Feels good to write again. My poem for day 3’s prompt of Writers Digest’s 2014 April Poem-a-Day Challenge: Write a message poem.
r u hungry? let’s go 2 panera!! :)
thats cool. im busy 2. :(
still need help w/math?? im a wiz! :)
no didnt take statistics :( maybe i can help anyway :)
how’s the essay coming along? need help with that? :)
no. i never read that book.
ready for a break? let’s hang out a bit. i’m just chillin’ in the library.
that’s a lot of homework. i have lots too. i should work on my essay.
No, I finished it, but I should probably look over it again. :) See you next week!
Oh.
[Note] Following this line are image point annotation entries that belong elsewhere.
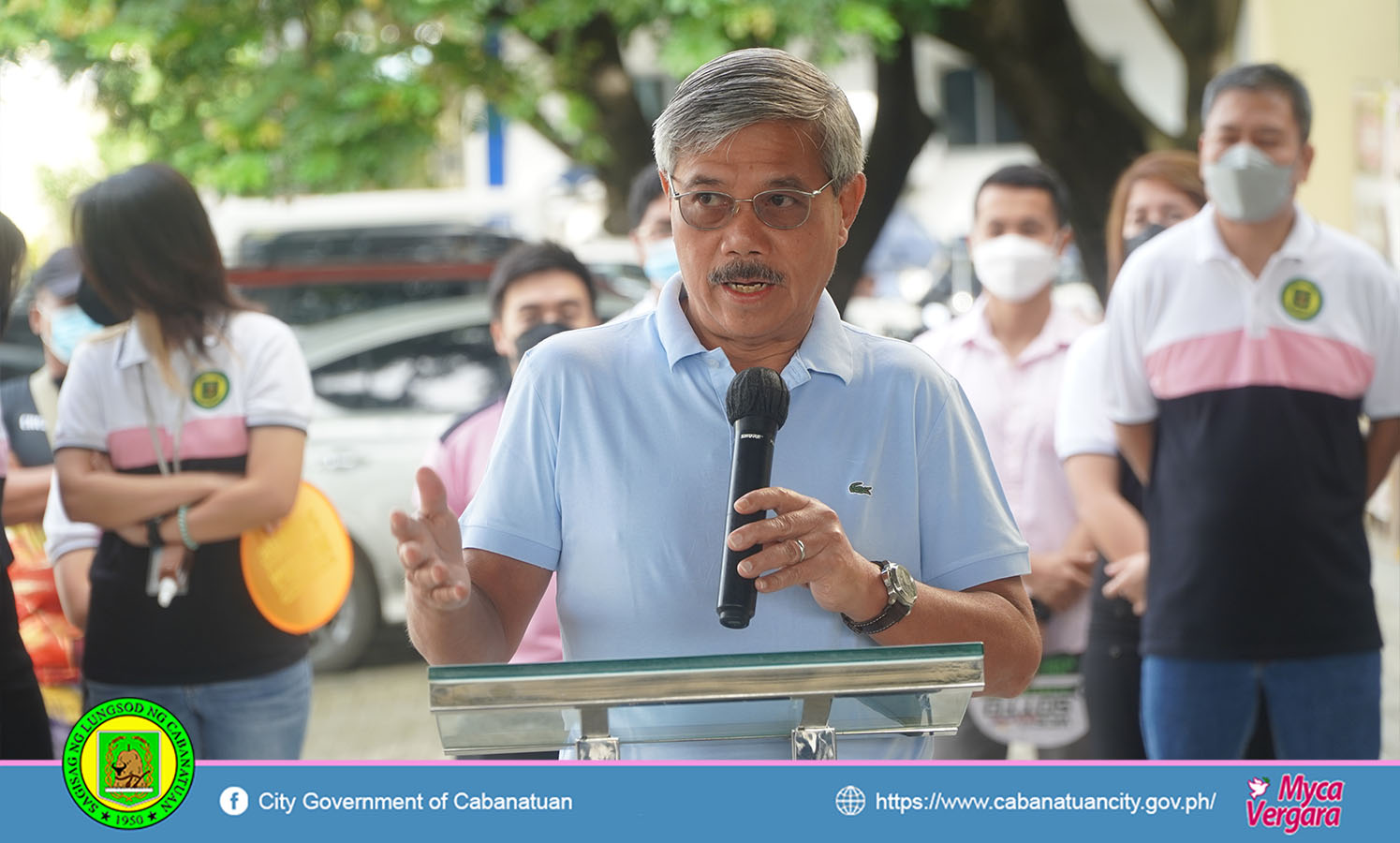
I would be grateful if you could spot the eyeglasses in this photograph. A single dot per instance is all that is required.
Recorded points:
(786, 208)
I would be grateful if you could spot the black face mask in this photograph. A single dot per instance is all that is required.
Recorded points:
(1133, 243)
(535, 335)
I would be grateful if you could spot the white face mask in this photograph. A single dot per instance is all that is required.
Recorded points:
(661, 262)
(1246, 185)
(1014, 268)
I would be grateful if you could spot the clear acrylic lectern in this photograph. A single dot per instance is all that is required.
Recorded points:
(811, 698)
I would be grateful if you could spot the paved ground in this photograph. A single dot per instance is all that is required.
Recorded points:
(381, 710)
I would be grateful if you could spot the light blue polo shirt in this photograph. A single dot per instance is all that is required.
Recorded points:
(612, 468)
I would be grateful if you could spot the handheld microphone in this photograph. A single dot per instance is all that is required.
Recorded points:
(757, 407)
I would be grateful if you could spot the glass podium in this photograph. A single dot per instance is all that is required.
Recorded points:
(593, 707)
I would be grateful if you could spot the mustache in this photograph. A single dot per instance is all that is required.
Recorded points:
(745, 271)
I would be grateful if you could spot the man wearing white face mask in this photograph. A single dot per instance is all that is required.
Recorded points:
(1244, 345)
(648, 208)
(1009, 354)
(31, 401)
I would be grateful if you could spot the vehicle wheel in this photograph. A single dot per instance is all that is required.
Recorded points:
(342, 642)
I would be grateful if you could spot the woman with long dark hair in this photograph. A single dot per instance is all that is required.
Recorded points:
(180, 430)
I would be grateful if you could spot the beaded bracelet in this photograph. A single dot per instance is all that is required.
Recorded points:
(183, 518)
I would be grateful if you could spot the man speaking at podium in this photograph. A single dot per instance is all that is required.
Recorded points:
(613, 452)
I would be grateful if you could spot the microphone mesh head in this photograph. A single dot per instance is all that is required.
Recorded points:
(758, 391)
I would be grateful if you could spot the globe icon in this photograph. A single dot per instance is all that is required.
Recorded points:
(850, 800)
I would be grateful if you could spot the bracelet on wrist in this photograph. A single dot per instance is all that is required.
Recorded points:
(183, 520)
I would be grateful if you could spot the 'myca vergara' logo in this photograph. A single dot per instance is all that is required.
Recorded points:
(1314, 804)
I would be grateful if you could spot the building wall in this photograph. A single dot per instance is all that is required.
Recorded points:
(1337, 50)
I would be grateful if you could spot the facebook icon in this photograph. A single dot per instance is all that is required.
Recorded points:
(234, 800)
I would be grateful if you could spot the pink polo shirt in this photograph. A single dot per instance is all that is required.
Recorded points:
(1015, 404)
(461, 461)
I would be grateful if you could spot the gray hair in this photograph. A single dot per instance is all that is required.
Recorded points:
(757, 85)
(1261, 77)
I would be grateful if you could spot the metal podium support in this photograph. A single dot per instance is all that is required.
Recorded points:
(596, 707)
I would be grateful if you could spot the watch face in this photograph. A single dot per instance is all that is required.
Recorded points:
(904, 584)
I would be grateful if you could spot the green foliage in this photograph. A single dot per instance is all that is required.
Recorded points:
(276, 96)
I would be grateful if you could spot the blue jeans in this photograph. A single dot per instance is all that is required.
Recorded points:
(257, 718)
(1325, 707)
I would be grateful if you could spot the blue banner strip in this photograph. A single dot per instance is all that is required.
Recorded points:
(625, 801)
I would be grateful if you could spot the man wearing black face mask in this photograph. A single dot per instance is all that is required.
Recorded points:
(537, 290)
(1244, 345)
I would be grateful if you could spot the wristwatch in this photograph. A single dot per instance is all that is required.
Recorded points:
(902, 591)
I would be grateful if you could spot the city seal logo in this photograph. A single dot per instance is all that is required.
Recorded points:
(1301, 299)
(209, 390)
(127, 763)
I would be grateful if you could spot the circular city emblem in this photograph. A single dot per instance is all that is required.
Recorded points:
(209, 390)
(1301, 299)
(127, 763)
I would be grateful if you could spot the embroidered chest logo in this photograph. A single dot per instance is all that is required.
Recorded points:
(1301, 299)
(209, 390)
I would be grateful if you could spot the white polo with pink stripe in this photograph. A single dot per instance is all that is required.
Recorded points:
(257, 378)
(252, 376)
(1259, 469)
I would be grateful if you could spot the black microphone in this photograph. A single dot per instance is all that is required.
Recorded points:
(757, 405)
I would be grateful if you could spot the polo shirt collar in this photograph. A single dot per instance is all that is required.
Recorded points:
(1210, 245)
(825, 349)
(130, 351)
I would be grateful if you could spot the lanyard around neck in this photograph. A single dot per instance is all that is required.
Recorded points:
(155, 437)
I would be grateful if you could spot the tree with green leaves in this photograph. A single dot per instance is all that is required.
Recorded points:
(279, 96)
Well, have fun at Disneyland with your boyfriend. I’m so jealous.
It’s about time I wrote again. My poem for day 2’s prompt of Writers Digest’s 2014 April Poem-a-Day Challenge: Write a voyage poem.
Home lay over the overpass,
but a yellow sign forbid two ten-year-olds from crossing.
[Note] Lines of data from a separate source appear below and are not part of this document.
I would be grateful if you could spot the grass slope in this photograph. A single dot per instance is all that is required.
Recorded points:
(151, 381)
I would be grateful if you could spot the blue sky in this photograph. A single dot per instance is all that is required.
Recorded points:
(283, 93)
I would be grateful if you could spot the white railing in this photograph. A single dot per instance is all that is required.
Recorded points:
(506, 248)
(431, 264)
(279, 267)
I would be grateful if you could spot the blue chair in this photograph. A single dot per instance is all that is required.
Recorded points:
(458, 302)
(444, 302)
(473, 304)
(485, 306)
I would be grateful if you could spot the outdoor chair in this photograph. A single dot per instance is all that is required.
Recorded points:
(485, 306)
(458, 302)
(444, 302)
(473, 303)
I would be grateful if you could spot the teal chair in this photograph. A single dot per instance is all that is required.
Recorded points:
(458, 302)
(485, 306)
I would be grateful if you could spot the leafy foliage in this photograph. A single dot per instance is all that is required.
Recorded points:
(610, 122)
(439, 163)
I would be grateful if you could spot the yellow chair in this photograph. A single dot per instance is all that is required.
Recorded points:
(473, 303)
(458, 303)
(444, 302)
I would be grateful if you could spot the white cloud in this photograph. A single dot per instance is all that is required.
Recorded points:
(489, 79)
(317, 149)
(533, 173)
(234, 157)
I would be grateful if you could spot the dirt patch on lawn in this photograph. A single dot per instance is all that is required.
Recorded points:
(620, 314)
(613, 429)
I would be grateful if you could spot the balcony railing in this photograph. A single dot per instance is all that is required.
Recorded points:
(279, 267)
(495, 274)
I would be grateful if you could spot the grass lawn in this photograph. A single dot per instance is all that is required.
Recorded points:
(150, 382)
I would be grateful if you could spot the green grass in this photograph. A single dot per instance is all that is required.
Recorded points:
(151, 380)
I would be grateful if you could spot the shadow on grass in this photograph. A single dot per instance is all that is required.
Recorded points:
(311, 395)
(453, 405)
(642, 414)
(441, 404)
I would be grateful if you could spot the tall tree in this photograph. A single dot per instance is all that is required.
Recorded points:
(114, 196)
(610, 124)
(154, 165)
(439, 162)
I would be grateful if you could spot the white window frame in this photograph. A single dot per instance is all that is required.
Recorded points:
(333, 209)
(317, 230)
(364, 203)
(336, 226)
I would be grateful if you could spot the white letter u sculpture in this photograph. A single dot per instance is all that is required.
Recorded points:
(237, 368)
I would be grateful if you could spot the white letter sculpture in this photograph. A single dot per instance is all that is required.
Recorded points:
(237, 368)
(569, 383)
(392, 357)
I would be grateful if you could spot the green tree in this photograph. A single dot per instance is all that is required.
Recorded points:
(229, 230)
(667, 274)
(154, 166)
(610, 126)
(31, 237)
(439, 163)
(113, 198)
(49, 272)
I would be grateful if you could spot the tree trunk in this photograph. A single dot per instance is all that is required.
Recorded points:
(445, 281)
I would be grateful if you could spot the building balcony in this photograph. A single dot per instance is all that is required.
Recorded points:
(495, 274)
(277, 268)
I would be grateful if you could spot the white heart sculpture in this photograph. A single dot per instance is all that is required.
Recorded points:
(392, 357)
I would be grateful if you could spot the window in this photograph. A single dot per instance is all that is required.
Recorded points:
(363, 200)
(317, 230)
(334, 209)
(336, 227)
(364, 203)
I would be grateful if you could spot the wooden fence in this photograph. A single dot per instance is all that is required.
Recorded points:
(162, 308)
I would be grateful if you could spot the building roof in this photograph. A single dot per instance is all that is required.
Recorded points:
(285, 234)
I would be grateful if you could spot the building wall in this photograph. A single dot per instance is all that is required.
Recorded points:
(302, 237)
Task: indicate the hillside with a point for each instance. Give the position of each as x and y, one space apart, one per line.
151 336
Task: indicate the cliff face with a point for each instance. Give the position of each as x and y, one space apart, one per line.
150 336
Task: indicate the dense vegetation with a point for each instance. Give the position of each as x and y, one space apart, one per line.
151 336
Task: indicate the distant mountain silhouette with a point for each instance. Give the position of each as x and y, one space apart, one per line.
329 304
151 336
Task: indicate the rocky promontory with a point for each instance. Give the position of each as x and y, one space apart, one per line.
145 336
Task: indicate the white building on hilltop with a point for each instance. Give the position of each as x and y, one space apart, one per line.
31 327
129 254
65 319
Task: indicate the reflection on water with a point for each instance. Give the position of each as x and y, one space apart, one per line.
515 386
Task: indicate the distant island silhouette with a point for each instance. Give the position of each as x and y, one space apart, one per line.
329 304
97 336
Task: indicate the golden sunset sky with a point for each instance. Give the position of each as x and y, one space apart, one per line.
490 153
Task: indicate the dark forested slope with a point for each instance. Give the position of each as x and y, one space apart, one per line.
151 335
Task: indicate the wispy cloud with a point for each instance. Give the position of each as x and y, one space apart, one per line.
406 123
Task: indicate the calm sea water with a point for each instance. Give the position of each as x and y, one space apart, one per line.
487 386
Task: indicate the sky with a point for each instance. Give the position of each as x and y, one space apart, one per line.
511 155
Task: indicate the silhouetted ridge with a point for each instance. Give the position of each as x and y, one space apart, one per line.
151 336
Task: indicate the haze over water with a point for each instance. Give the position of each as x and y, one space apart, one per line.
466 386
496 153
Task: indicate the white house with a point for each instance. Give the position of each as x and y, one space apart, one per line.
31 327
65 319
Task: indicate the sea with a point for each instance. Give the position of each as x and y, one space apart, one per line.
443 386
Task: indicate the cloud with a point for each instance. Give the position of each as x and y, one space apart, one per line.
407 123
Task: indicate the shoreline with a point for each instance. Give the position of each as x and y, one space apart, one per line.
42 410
I thought the trek around would be as straight,
but streets branched into industries
we never saw on drives back home.
The paths I hoped would lead us back
ended in walls we wouldn’t scale.
I understood street names as little
as graffiti on the sides of empty buildings
and company logos unseen at Toys’R’Us.
The few passersby that drove these streets
would neither stop nor slow for us—
we knew not to talk to strangers anyway.
A nudge and a prayer guided my way.
We crawled through the labyrinth
hungry for food and home and Sega games;
I wished I could reset now that we were stuck.
I would’ve listened to my brother when
he said we should walk to grandma’s two blocks from school
or even wait for mom to pick us up,
but I knew the way home, just not below
the overpass we had driven across before.
Halfway through, we couldn’t turn back.
Tall blocks of buildings hid east from west—
as if I could read a compass anyway—
but a hunch encouraged me forward.
I just had to find the right direction.
Home lay only a few blocks away.
Wrote this for day 15 of the Writer’s Digest April PAD Challenge: “Write an infested poem.”
That French bitch brought home fleas–
refugees from the tramps
she beckons from alleys.
The vermin make their homes in my stucco,
blot white-washed walls with foreign specks,
and nibble at my well-lubricated chest.
Did the alleys not offer them enough
to fill their dirty families? My leftovers
could feed an African family for a year,
but these bloodsuckers want much more
than what I toss into the black and brown bins.
They want to turn my country home
into a hostel for whatever roach
will come. Rats, frogs, everything but the wasps.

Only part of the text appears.